Lamentavelmente a tragédia bateu à porta duma família em Sabrosa, família esta que vivia com poucas condições segundo se consta.
O que aconteceu, infelizmente, tem ocorrido
pontualmente a pessoas de melhor ou pior condição social.
De repente, lê-se e ouve-se muita indignação nas
redes sociais (grande lugar para os opinadores de sofá) e nos jornais
televisivos (em que o que interessa é aparecer, independentemente do que se
diga).
Ouvi dizer que esta família era humilde, de gente
trabalhadora, pronto, que bebia um bocado, mas que não foi por aí. Sai uma
multidão, que até ontem devia de pensar que estas situações não existem, a
reclamar casas para as pessoas que precisam.
Multidão esta que é a mesma que reclama contra o RSI,
que reclama contra as ajudas socias de quem menos tem, que se alguma entidade
ligada ao Estado desse uma casa a uma família carenciada seriam os primeiros a
gritar a injustiça que seria uns terem que trabalhar para ter uma casa e outos
não. A hipocrisia (só se vê quando se quer) e a bipolaridade (analisa-se as situações
conforme o que interessa no momento) são duas caraterísticas muito portuguesas,
não são apenas qualidades.
Bato na mesma tecla há muito tempo, somos, cada vez
mais, um país de terceiro mundo com aparência de primeiro. No parecer,
parecemos muito. Não há crianças e/ou adultos sem telemóvel, sem carro, sem
roupas de marca, sem casa própria, tudo se consegue com aparente facilidade.
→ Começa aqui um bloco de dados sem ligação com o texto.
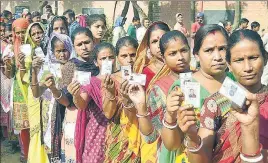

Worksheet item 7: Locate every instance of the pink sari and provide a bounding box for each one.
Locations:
[75,77,108,163]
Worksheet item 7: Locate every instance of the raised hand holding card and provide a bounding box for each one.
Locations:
[184,82,200,108]
[128,73,146,86]
[34,47,45,60]
[219,77,246,111]
[180,72,192,92]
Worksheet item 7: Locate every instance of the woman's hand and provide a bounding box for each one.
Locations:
[19,52,25,68]
[231,92,259,126]
[67,80,81,97]
[119,80,131,103]
[177,105,197,135]
[102,75,115,96]
[3,55,12,69]
[32,56,44,71]
[44,74,57,90]
[167,88,184,118]
[128,84,147,113]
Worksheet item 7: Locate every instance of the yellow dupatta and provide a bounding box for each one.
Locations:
[23,22,45,83]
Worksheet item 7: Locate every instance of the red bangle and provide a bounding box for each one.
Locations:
[240,143,262,157]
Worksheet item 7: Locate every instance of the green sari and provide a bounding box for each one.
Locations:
[24,23,49,163]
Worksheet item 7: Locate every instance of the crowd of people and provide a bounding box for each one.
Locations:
[0,5,268,163]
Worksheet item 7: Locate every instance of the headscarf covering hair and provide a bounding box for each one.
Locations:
[134,21,171,73]
[47,16,69,37]
[24,22,45,49]
[114,16,124,27]
[12,18,30,64]
[79,15,87,27]
[47,32,75,61]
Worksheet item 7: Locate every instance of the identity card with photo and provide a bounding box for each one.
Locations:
[219,77,246,110]
[128,73,146,86]
[180,72,192,92]
[184,82,201,108]
[121,65,132,80]
[34,47,46,61]
[73,71,91,85]
[101,59,113,75]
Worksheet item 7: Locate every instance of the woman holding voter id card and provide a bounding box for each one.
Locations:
[103,36,141,162]
[71,42,115,162]
[24,22,49,163]
[7,18,30,160]
[31,33,73,160]
[134,21,170,89]
[157,25,234,160]
[129,31,193,162]
[163,30,268,163]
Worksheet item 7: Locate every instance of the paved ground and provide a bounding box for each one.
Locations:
[0,141,20,163]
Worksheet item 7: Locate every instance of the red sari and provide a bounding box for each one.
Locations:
[200,86,268,163]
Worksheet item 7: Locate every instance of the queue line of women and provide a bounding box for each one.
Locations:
[3,15,268,163]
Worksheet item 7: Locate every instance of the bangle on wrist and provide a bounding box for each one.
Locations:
[240,143,262,157]
[162,118,178,130]
[122,102,134,109]
[184,136,203,153]
[105,92,115,101]
[54,92,62,100]
[240,153,263,162]
[31,83,39,87]
[136,112,151,118]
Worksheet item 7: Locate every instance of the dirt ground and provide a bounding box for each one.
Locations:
[0,142,20,163]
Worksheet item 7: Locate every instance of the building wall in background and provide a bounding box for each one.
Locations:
[1,0,268,31]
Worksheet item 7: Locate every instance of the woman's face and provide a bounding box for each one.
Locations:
[53,19,68,35]
[30,25,44,46]
[90,20,106,39]
[197,31,227,76]
[95,48,115,71]
[164,38,191,73]
[149,29,166,59]
[15,27,26,41]
[54,40,70,63]
[74,33,94,61]
[229,39,264,87]
[117,45,137,67]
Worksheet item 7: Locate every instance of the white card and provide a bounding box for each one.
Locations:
[34,47,45,60]
[101,60,113,75]
[50,63,62,78]
[128,73,146,86]
[219,77,246,108]
[73,71,91,85]
[2,44,14,58]
[121,65,132,80]
[180,72,192,92]
[20,44,32,57]
[184,82,200,108]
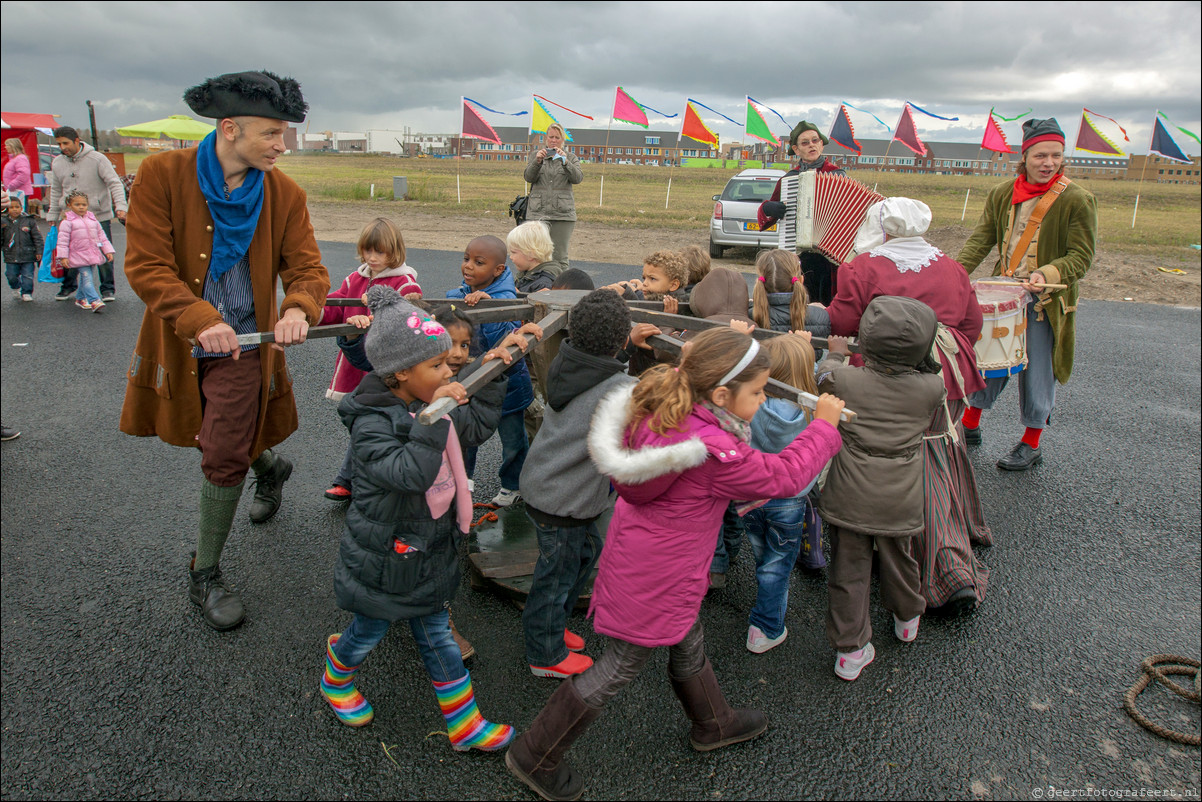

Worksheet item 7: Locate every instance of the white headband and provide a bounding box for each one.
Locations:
[718,338,760,387]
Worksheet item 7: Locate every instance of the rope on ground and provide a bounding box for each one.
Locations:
[1123,654,1202,747]
[469,501,500,529]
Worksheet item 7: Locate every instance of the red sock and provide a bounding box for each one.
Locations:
[1023,427,1043,448]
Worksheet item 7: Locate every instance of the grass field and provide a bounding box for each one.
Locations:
[126,154,1202,263]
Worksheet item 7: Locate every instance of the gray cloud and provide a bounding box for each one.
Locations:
[2,2,1202,152]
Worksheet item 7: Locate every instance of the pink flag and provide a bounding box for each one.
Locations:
[613,87,651,129]
[981,109,1014,153]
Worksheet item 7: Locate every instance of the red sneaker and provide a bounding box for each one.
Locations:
[530,652,593,679]
[326,485,351,501]
[564,629,584,652]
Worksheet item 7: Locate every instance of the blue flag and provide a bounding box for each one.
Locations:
[1148,117,1190,165]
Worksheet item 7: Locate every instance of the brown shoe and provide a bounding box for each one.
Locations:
[505,679,601,802]
[668,658,768,751]
[447,616,476,660]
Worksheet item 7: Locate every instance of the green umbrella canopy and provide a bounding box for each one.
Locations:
[117,114,214,139]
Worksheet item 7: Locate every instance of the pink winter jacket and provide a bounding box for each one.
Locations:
[589,385,843,647]
[54,209,113,267]
[319,263,422,400]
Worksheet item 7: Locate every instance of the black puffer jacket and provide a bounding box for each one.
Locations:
[334,374,506,620]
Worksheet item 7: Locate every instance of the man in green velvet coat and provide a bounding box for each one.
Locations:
[957,118,1097,470]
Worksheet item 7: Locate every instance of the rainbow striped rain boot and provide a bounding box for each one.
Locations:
[434,673,514,751]
[321,635,375,726]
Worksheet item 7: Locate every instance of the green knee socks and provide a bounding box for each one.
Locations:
[192,476,245,571]
[250,448,275,476]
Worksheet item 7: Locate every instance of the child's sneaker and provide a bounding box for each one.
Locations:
[326,485,351,501]
[834,643,876,682]
[748,624,789,654]
[893,616,922,643]
[492,487,522,507]
[530,652,593,679]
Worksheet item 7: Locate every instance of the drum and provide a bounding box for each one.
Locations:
[972,284,1029,379]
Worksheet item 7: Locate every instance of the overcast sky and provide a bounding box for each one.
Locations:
[0,1,1202,154]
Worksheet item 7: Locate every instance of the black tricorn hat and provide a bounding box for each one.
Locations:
[184,70,309,123]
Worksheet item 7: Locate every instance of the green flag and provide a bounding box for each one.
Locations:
[746,97,780,144]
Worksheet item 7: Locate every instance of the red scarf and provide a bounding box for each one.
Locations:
[1010,170,1060,206]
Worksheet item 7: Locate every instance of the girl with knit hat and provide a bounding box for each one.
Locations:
[321,285,513,751]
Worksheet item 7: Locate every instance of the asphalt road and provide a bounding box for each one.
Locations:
[0,226,1202,800]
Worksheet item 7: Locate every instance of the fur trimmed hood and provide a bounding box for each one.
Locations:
[589,385,709,485]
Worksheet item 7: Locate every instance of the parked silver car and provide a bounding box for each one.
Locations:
[709,170,785,259]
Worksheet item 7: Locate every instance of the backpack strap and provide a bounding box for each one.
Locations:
[1002,174,1072,275]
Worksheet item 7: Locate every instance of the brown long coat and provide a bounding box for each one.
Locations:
[120,148,329,457]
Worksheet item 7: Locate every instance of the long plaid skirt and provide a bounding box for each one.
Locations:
[911,400,993,608]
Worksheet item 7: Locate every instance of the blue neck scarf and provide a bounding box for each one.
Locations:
[196,131,263,280]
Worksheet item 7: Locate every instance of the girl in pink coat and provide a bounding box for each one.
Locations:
[320,218,422,501]
[505,328,843,800]
[55,189,113,311]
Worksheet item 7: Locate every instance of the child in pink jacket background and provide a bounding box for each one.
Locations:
[55,190,113,311]
[320,218,422,501]
[505,328,843,800]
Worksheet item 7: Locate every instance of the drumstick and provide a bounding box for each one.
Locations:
[647,334,856,423]
[977,279,1069,290]
[227,303,534,345]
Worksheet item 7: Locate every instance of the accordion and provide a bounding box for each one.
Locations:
[778,171,885,265]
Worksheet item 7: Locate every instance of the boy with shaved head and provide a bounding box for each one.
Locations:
[447,236,534,506]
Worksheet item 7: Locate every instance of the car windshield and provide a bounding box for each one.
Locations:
[722,178,776,203]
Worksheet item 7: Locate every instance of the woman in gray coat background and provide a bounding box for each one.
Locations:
[523,123,584,267]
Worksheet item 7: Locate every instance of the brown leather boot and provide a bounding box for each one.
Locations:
[505,679,601,802]
[668,658,768,751]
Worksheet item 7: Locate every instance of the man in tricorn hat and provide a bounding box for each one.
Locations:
[121,72,329,630]
[957,118,1097,470]
[758,120,847,305]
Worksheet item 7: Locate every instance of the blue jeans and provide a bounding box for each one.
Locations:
[496,409,530,491]
[709,503,743,574]
[76,265,100,303]
[743,495,809,637]
[522,518,601,666]
[4,262,37,295]
[334,610,468,682]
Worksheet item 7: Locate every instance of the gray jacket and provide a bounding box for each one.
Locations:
[46,142,127,222]
[819,296,947,537]
[518,340,636,525]
[523,149,584,220]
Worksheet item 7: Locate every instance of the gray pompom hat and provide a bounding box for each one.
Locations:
[184,70,309,123]
[363,284,451,374]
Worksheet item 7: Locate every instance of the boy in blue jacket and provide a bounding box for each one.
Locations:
[447,237,534,507]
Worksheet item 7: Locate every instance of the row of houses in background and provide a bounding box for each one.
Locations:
[108,126,1202,184]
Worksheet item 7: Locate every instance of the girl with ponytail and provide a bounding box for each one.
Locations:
[505,328,844,800]
[751,248,831,337]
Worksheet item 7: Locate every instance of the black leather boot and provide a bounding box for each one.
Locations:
[668,658,768,751]
[505,678,601,802]
[250,455,292,523]
[188,552,246,632]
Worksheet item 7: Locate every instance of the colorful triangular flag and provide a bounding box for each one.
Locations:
[1077,109,1125,156]
[981,108,1014,153]
[746,97,780,145]
[530,96,572,142]
[831,106,864,154]
[459,97,501,144]
[893,103,927,156]
[680,101,718,145]
[613,87,651,129]
[1148,117,1191,165]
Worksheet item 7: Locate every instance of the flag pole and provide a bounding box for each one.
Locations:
[597,88,618,206]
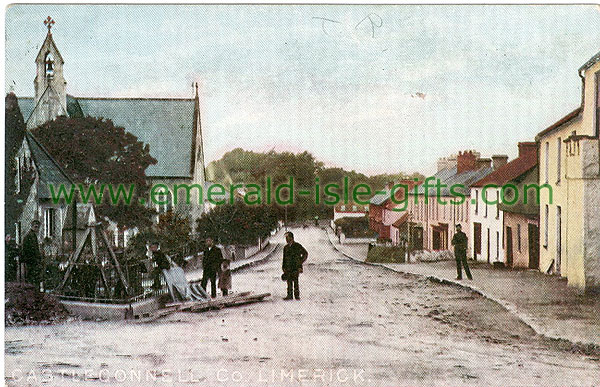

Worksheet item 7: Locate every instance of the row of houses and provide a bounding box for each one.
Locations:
[369,53,600,291]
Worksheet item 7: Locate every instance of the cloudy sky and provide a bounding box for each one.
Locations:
[5,4,600,173]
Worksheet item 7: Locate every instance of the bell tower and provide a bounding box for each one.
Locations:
[27,16,67,129]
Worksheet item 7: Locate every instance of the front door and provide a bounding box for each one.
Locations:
[506,227,513,266]
[487,228,490,263]
[411,227,423,250]
[527,224,540,269]
[473,222,481,259]
[432,227,442,250]
[556,206,562,275]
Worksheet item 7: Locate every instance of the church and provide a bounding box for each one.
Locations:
[15,17,221,252]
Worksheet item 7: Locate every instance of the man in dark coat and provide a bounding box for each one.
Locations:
[21,220,42,290]
[452,224,473,280]
[282,232,308,300]
[150,242,171,290]
[201,237,223,298]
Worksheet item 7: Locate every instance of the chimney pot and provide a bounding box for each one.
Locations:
[519,142,538,157]
[492,155,508,171]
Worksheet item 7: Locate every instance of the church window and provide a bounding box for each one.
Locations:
[44,208,56,238]
[44,53,54,77]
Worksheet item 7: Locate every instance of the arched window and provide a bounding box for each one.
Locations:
[44,52,54,77]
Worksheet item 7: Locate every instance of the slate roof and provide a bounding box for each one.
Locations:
[19,95,194,177]
[535,106,583,141]
[579,52,600,72]
[25,132,72,199]
[392,212,408,228]
[409,167,493,197]
[498,163,540,218]
[472,152,537,187]
[369,190,390,206]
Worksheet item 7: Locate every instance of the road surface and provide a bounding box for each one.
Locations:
[5,228,600,386]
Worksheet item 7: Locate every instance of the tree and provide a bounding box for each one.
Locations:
[126,211,193,266]
[197,201,277,245]
[33,117,157,227]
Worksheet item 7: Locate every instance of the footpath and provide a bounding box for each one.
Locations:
[185,229,284,282]
[327,228,600,349]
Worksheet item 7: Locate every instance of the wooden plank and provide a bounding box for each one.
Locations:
[100,230,131,294]
[131,292,271,324]
[131,307,178,324]
[190,293,271,312]
[56,227,90,291]
[165,292,251,310]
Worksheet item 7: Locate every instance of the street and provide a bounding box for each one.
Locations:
[5,227,600,386]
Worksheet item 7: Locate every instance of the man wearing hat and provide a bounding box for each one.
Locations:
[452,224,473,280]
[21,219,42,290]
[150,241,171,290]
[201,237,223,298]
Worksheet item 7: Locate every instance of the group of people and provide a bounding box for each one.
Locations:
[148,237,231,298]
[5,220,44,287]
[201,232,308,300]
[201,237,231,298]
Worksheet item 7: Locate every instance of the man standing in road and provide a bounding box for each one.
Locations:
[150,242,171,290]
[452,224,473,280]
[201,237,223,298]
[282,231,308,300]
[21,220,42,290]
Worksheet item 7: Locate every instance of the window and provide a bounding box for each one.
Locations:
[44,53,54,78]
[44,208,56,238]
[556,137,562,184]
[15,222,22,244]
[544,204,550,249]
[544,142,550,184]
[15,157,21,193]
[517,223,521,251]
[496,191,500,219]
[482,191,488,218]
[496,231,500,259]
[596,71,600,137]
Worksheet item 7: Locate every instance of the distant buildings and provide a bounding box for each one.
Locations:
[369,179,418,245]
[333,202,369,221]
[409,151,493,256]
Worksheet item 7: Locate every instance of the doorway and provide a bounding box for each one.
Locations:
[527,224,540,269]
[556,206,562,275]
[506,226,513,267]
[473,222,481,260]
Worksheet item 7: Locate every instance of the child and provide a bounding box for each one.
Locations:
[219,259,231,296]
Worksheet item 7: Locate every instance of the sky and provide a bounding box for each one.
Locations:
[5,4,600,174]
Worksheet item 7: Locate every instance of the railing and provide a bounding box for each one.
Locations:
[42,257,168,304]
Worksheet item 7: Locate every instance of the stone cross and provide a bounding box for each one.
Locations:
[44,16,54,32]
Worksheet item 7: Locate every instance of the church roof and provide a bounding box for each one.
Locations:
[19,95,194,177]
[35,31,64,63]
[25,131,72,199]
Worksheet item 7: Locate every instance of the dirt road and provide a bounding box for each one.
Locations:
[5,228,600,386]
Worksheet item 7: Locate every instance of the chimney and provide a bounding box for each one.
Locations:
[477,158,492,169]
[492,155,508,171]
[456,151,479,173]
[519,142,537,157]
[437,155,456,172]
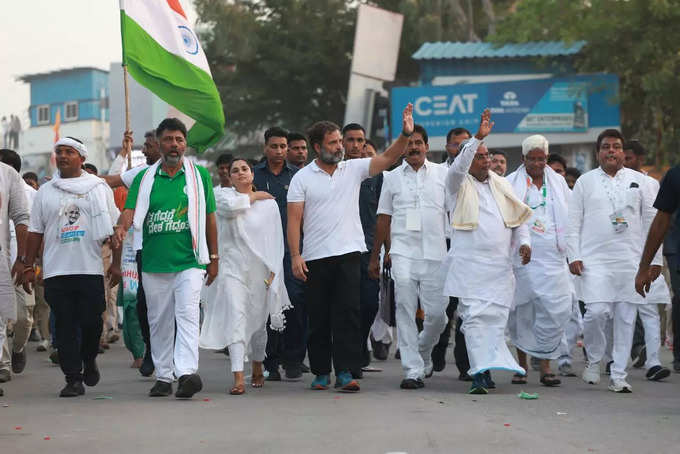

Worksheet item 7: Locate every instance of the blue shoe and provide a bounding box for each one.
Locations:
[335,371,361,393]
[468,373,489,394]
[312,375,331,391]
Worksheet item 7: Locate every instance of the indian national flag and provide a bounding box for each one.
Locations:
[120,0,224,151]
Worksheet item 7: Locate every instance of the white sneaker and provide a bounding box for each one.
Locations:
[609,378,633,393]
[581,361,600,385]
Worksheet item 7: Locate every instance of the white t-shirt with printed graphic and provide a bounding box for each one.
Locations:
[28,181,118,279]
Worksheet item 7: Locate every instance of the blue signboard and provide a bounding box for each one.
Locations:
[391,74,620,138]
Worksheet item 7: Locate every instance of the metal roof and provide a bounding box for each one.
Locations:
[413,41,586,60]
[16,66,109,82]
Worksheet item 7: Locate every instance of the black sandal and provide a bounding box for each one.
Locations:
[541,374,562,386]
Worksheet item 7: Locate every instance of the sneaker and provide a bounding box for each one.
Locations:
[0,368,12,383]
[335,371,361,393]
[35,339,50,352]
[139,350,155,377]
[430,344,448,372]
[149,380,172,397]
[645,366,671,381]
[557,363,576,377]
[311,375,331,391]
[175,374,203,399]
[59,381,85,397]
[284,364,302,381]
[581,361,600,385]
[83,359,100,386]
[12,348,26,374]
[630,345,647,369]
[399,378,425,389]
[468,374,489,394]
[609,378,633,394]
[265,367,281,381]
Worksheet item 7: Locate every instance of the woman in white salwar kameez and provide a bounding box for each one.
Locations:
[200,159,290,395]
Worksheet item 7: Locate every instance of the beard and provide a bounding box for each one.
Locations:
[319,147,345,165]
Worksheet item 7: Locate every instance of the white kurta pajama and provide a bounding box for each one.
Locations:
[378,161,448,379]
[199,188,290,372]
[508,165,573,359]
[567,168,661,380]
[443,138,530,376]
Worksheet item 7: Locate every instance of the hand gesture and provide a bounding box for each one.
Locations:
[401,103,414,136]
[475,108,494,140]
[519,244,531,265]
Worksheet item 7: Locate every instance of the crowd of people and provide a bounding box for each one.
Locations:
[0,104,680,398]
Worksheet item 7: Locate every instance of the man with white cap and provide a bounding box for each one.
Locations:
[21,137,119,397]
[443,109,532,394]
[508,135,573,386]
[567,129,662,393]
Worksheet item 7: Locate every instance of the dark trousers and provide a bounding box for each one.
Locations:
[45,274,106,383]
[264,253,307,371]
[359,251,380,367]
[135,250,151,351]
[666,254,680,361]
[305,252,361,375]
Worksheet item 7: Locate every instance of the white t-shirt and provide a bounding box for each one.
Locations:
[288,158,371,260]
[120,164,149,189]
[9,181,38,263]
[28,181,118,279]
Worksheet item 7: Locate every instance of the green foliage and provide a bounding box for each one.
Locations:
[492,0,680,166]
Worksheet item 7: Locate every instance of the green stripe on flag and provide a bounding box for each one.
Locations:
[121,11,225,151]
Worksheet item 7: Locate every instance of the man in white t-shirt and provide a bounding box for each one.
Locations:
[288,104,413,392]
[19,137,119,397]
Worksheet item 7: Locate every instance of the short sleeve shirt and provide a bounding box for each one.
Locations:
[288,158,371,260]
[125,166,215,273]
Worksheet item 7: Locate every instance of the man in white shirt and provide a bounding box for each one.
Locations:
[508,135,573,386]
[443,109,531,394]
[287,104,413,392]
[567,129,662,393]
[20,137,119,397]
[370,125,448,389]
[0,148,37,377]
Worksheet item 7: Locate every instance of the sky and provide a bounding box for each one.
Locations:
[0,0,196,125]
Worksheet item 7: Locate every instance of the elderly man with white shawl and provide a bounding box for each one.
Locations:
[443,109,532,394]
[508,135,574,386]
[20,137,118,397]
[567,129,662,393]
[115,118,219,398]
[200,158,291,395]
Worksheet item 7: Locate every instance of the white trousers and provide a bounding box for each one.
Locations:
[392,255,449,379]
[558,301,583,366]
[458,298,526,376]
[638,303,661,369]
[227,326,267,372]
[583,302,640,380]
[142,268,205,383]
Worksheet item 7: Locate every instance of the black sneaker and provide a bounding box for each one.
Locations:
[265,367,281,381]
[12,347,26,374]
[149,380,172,397]
[59,381,85,397]
[399,378,425,389]
[645,366,671,381]
[284,365,302,381]
[139,350,154,377]
[83,359,100,386]
[175,374,203,399]
[430,344,448,372]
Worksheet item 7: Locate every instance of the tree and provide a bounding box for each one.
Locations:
[492,0,680,167]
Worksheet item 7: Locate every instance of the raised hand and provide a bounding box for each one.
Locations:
[401,103,414,136]
[475,108,494,140]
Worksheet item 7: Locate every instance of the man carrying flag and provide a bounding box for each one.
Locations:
[120,0,224,151]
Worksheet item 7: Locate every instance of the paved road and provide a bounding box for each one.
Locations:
[0,344,680,454]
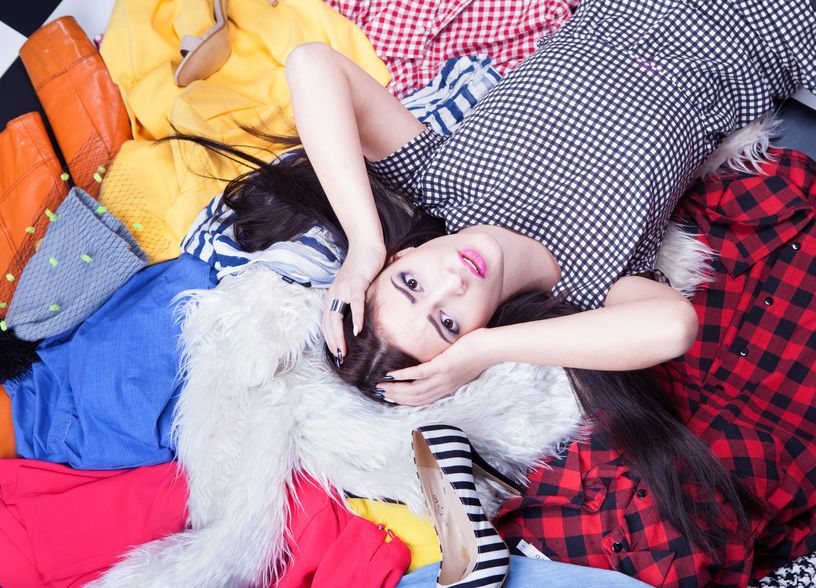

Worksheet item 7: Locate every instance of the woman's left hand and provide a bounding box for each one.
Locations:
[378,329,491,406]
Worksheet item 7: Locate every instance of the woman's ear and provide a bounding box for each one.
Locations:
[388,247,416,263]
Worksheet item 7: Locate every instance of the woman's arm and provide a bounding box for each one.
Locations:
[286,43,425,248]
[380,276,697,406]
[286,43,425,354]
[482,276,697,371]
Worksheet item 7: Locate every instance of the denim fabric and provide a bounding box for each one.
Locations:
[5,255,216,469]
[397,555,648,588]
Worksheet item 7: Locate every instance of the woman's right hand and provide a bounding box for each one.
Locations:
[322,244,385,362]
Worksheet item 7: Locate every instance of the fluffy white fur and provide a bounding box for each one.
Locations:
[93,123,771,588]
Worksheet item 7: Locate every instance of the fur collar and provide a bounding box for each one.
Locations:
[91,112,774,588]
[91,219,704,587]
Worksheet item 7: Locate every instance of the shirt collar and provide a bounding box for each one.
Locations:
[689,149,816,276]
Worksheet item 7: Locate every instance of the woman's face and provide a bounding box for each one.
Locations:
[369,230,504,362]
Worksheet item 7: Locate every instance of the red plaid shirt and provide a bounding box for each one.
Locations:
[499,150,816,586]
[325,0,580,98]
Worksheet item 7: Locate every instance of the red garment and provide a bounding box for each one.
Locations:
[326,0,580,98]
[499,150,816,586]
[0,459,187,588]
[276,478,411,588]
[0,459,411,588]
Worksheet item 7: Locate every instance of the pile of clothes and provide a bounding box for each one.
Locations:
[0,0,816,587]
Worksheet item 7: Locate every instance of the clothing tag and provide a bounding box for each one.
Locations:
[516,539,550,561]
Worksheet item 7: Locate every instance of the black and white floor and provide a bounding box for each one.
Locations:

Até os pais que se matam a trabalhar por dar luxos aos filhos acreditam na
normalidade da situação.
Mas por trás desta fachada há um outro Portugal, um
país de miséria de início do século XX, em que noções básicas de higiene, saúde
ou condições habitacionais mínimas diferem um pouco do que a maioria de nós
tem.
E estes casos existem à vista de toda a gente, todos
nós sabemos de alguém que vive abaixo do que consideramos digno. E todos
assobiamos para o lado, como se fossem invisíveis aos nossos olhos.
Estas situações deviam ser sinalizadas pelas entidades
que mais perto delas vivem, que atuam no terreno. Não vou acusar ninguém,
porque não sei quais as condições que o país dá aos profissionais responsáveis
por estes casos para os resolver. Sou, isso sim, da opinião que, mesmo o país
não dando condições para tal, se deva sinalizar os casos. O que não se deve
fazer é saber-se das situações e nada se fazer, apenas porque nada se poderá
solucionar.
A nível profissional são muitos os casos que nos
passam pelas mãos, famílias idênticas às de Sabrosa, que de repente deixaram de
ter condições para regressar ao domicílio, domicílio que até ao momento tinha
servido. Aproveita-se a institucionalização das pessoas para que os serviços de
saúde resolvam os problemas sociais da população. Além de se tratar e cuidar de
um doente, as equipas lutam para proporcionar soluções sociais a estas pessoas.
Depois temos as camas hospitalares e da RNCCI com pessoas saudáveis que não têm
lugar para onde ir, e doentes que não têm uma cama para se deitar.
Depois é a velha máxima que utilizo, cada caso é um
caso. Há pessoas que tiveram azar no meio em que nasceram, mas construíram a
sua sorte, há outras que tiveram sorte no seio familiar e foram em busca do
azar. E há as que nunca souberam sair do azar em que nasceram. Simplesmente nem
todo o azarado é coitadinho.
Um conselho se me permitem. Quando acharem que há
alguém que conhecem em risco social, comuniquem-no nos devidos sítios, de modo
que as entidades competentes possam atuar.
O que aconteceu em Sabrosa é triste e poderia ter sido
evitável, mas não sou ninguém nem conhecedor dos dados para poder dizer que a
tragédia tem ou não a ver com a situação social da família. Tudo que pudesse
dizer nesse sentido seria especulativo e sensacionalista.